Currently, Tesla finalizes assembly of 1,000 electric Roadster models annually in San Carlos, California, said Tesla spokesperson Ricardo Reyes. Tesla Roadsters are not cars for the masses. At least not yet. Roadsters sell for $110,000. They can drive 244 miles on a single battery charge with zero tailpipe emissions. Well-heeled buyers can see these autos at showrooms in the Golden State’s Silicon Valley and Los Angeles, and in London, Munich and Monaco. Away from these showrooms, though, issues of private wealth and the public power it shapes are clashing in Tesla’s bid to grow.
Tesla Gets Welfare
In June, the federal Department of Energy awarded a two-part loan totaling $465 million to Tesla. The loans came from the DOE’s Advanced Technology Vehicles Manufacturing Loan Program to help “automobile manufacturers and component suppliers to pay the cost of re-equipping, expanding, or establishing a manufacturing facility in the United States to produce qualifying advanced technology vehicles; or qualifying components; and, engineering integration performed in the United States of qualifying vehicles and qualifying components.” With the loan, Tesla plans to assemble its new Model S electric car; a sedan that would sell for $49,900 after a $7,500 federal tax credit and will be capable of driving 300 miles on a single battery charge. The company also plans to make electric auto parts at a site in northern California. The parts include batteries and power train components.

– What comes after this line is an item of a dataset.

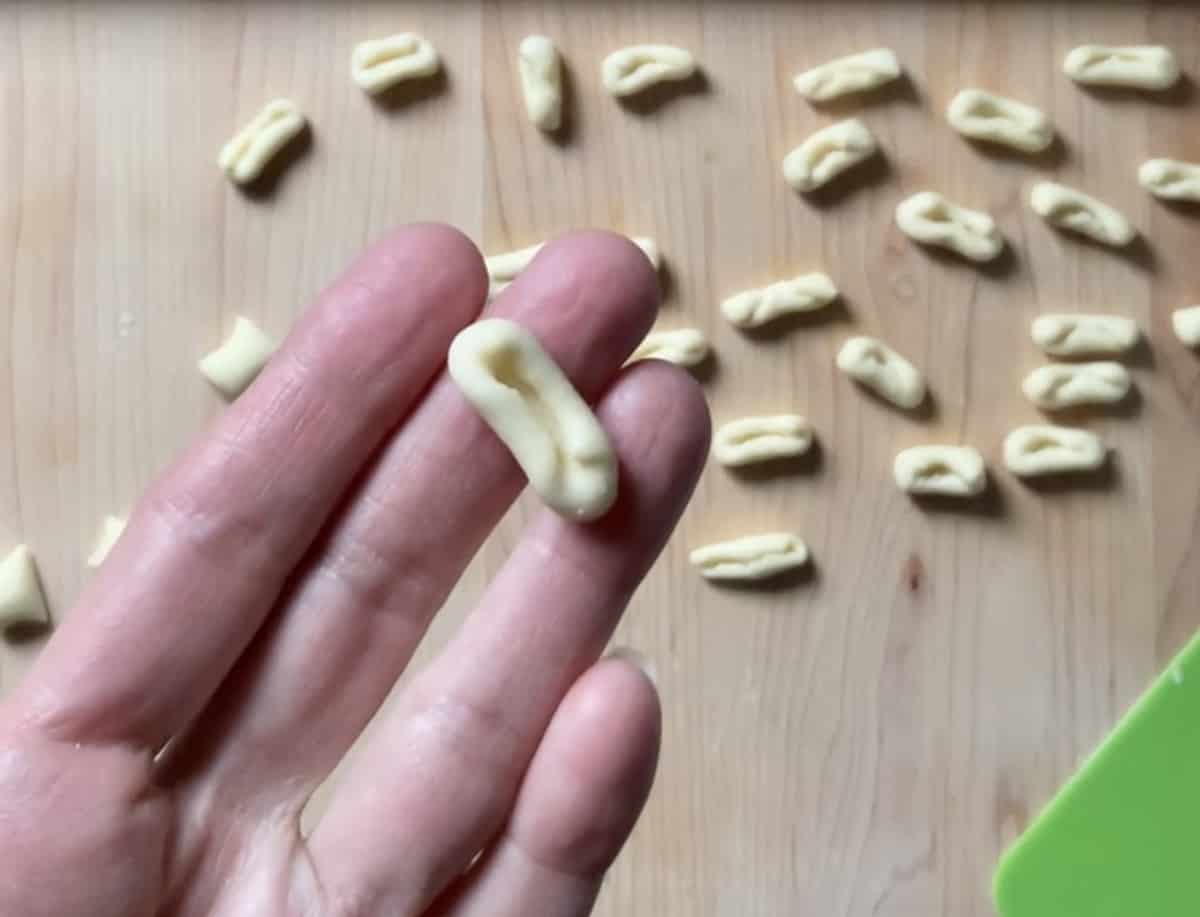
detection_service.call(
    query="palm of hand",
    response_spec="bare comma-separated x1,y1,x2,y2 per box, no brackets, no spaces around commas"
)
0,228,708,917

Asked about the ATVM loan conditions and the hourly pay of the Tesla work force, Julie Offner, a spokesperson for the ATVM loan program, said: "All of the loan applicants must agree to pay prevailing wages as determined by the Secretary of Labor.” In other words, Tesla must pay wages not lower than those prevailing at similar work sites locally. Here’s a challenge to that provision. There is only a single car factory in California operating now: the New United Motor Manufacturing Inc. plant in Fremont. This union employer (United Auto Workers Local 2244) is a former GM-Toyota joint venture. The plant is set to close April 1, the date both car makers have chosen to end their 25-year alliance. NUMMI is located across the San Francisco Bay from Tesla’s headquarters in San Carlos. There, the non-union employer has a global payroll of less than 500 employees, Reyes said.
The federal government is not alone in giving financial assistance to Tesla. The state of California aids the company, too. In late October, State Treasurer Bill Lockyer announced an agreement between Tesla and the California Alternative Energy and Advanced Transportation Financing Authority, which he chairs. The pact saves Tesla from paying just over 9 percent in state sales tax on $320 million in purchases of electric-car equipment from 2009 - 2011.
We turn from the federal and state help for Tesla to what’s on tap at the local level. In Los Angeles County the city of Downey is courting Tesla to manufacture electric cars at Downey Studios, a former site of Boeing and NASA operations. In late November, the Downey City Council approved a memorandum of understanding for $8.7 million in “economic development incentives” to the Industrial Realty Group, which Stuart Lichter owns, to attract Tesla’s electric-car making plant. Asked for the details of these incentives, Scott Pomrehn, a city spokesman, said the city is waiving $6.9 million of IRG’s future rent payments on 20 acres of property it leases from the city at the Downey Studios site.